Ora, forse prematuramente, "L'Osservatore Romano" dello scorso 15 giugno, a pag. 2, si è speso in termini entusiastici nei confronti di tale pubblicazione, definendola «un testo internazionale ufficiale, che offre un valido supporto a quanti ritengano che, finalmente, nel mondo occidentale e più avanzato stiano mutando gli orientamenti culturali di fondo, dopo alcuni decenni di soggettivismo e di radicalismo individuale».
Ci spiace guastar la festa, ma potrebbe non essere così. Ed è la stessa ricerca dell'Ocse a chiarirlo, specificando la propria linea di pensiero, molto pragmatica: «Le politiche familiari – si legge nel rapporto – non devono rispondere a interessi parziali o corporativi, né tanto meno a impostazioni ideologiche e/o confessionali, quanto piuttosto ad una visione basilare per una vera crescita sociale ed economica». Cosa si intenda con l'espressione «visione basilare» non è dato sapere. Due sono però le certezze fornite: che all'Ocse non interessa minimamente quel che dicano le religioni ed i partiti; che il criterio di partenza e quindi anche le definizioni delle priorità in termini di obiettivi da raggiungere son dettati dal denaro in primis, dalle analisi socio-demografiche poi.
Ci pare vi sia poco di che stare allegri... Concetto, questo, ribadito sin dalle prime battute della pubblicazione: «Le famiglie sono la pietra angolare della società e svolgono un ruolo importante nella vita economica e sociale. Esse sono un motore fondamentale di solidarietà (…) e formano il nucleo basilare di molte reti di rapporti sociali». Definizione adattabilissima a qualsiasi tipo di umana convivenza, purché garantisca "standard" minimi di efficienza in termini di benessere, materiale ed anche psicologico. Ma nulla più. Ne emerge una visione di famiglia in termini più di "agenzia sociale" che di "focolare domestico" quale ambito di educazione e formazione della Persona in tutti i suoi aspetti, non ultimo quello spirituale, non a caso invece non contemplato, anzi escluso a priori dal campo d'interesse.

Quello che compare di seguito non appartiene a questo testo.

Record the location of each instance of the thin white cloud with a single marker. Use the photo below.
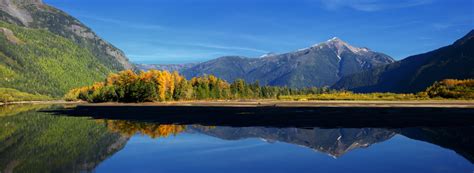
(372, 5)
(223, 47)
(122, 23)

"L'Osservatore Romano" parla di «libere assonanze con posizioni che la Dottrina Sociale della Chiesa ha da tempo messo in evidente luce». Ma non ci risulta che la Dottrina Sociale abbia espunto dal proprio orizzonte ogni impostazione "confessionale". Non a caso proprio il giornale della Santa Sede per tutto l'articolo dedicato al rapporto usa il termine "famiglia" al singolare. L'Ocse no. Perché?